Droits des étrangers, libertés de tous
[débat]

lemonde du samedi 21 décembre 1996 (Éditorial).

UNE FOIS ENCORE, la logique perverse qui transforme chaque débat sur l'immigration en machine de guerre contre les libertés publiques a diablement bien fonctionné. Taraudé par des « ultras » de la majortité convaincus que leur réélection en 1998 dépend de leur vigueur anti-immigrés, le gouvernement a mis le doigt dans l'engrenage en ouvrant le débat sur le profet de loi Debré. Et ce que l'on pouvait redouter s'est produit. Sous le regard indulgent du ministre de l'intérieur et devant les bancs quasi déserts de l'opposition, les députés ont transformé un texte contestable en une véritable provocation, tant à l'égard des 3,6 millions de résidents étrangers parfaitement en règle, que de tous les citoyens défenseurs des valeurs républicaines.

Atteinte suprême : la carte de résident de dix ans, qui représente une conquête historique dans la politique d'immigration, approuvée à l'unanimité par le Parlement de 1984, sont égratignée de ce débat. Le principe du renouvellement « de plein droit » de ce document avait alors consacré l'enracinement inéluctable des immigrés et la nécessité d'assurer la stabilité et la sécurité de leur vie en France. La réserve d'« ordre public » votée par les députés sur proposition d'un groupe où dominent les élus du Parti républicain, est une entaille symbolique dans ce consensus minimal en vigueur depuis douze ans. Elle tend à créer une catégorie nouvelle d'expulsions d'étrangers, strictement soumis à l'arbitraire administratif, sans les garanties minimales de procédure et de recours prévues par la loi.
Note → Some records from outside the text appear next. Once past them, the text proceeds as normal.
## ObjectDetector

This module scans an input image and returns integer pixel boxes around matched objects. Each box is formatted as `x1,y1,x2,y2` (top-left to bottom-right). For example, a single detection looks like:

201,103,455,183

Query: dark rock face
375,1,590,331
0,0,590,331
Plus largement, l'issue de ce débat confirme que l'obsession du « risque migratoire » alimente une spirale répressive aux effets destructeurs pour l'Etat de droit. Bien au-delà de la situation des immigrés, les libertés de tous sont atteintes. En témoigne au premier chef la disposition, adoptée, qui oblige toute personne accueillant un étranger soumis à l'obligation de visa à déclarer le départ de ce dernier à la mairie. Pour la première fois depuis l'Occupation, le droit fondamental d'accueillir « l'autre » est menacé, sanction et fichier à l'appui, la délation encouragée. La nécessité d'une telle mesure est apparue si impérieuse au gouvernement qu'il n'a pas hésité à passer outre à la censure du Conseil d'Etat pour faire passer cette disposition aussi indigne qu'inefficace.
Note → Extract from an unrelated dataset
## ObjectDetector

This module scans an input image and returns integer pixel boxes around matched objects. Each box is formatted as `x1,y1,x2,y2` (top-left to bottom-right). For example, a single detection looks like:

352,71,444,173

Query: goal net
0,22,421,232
Il serait temps que les Français, élus en tête, prennent conscience que chaque tour de vis censé contrarier l'immigration clandestine enserre un peu plus leurs propres libertés. Les obstacles posés aux mariages « mixtes » et au renouvellement des cartes d'identité nationales, les expulsions d'enfants nés en France, l'affaiblissement du contrôle judiciaire, la banalisation des fichiers d'empreintes digitales : tout cela participe d'une dilution des principes fondamentaux du droit et autorisent toutes les démagogies xénophobes. De tels dérapages rendent dérisoires les bonnes paroles sur l'« intégration » des étrangers. Ils appellent plus que jamais à une vigilance accrue.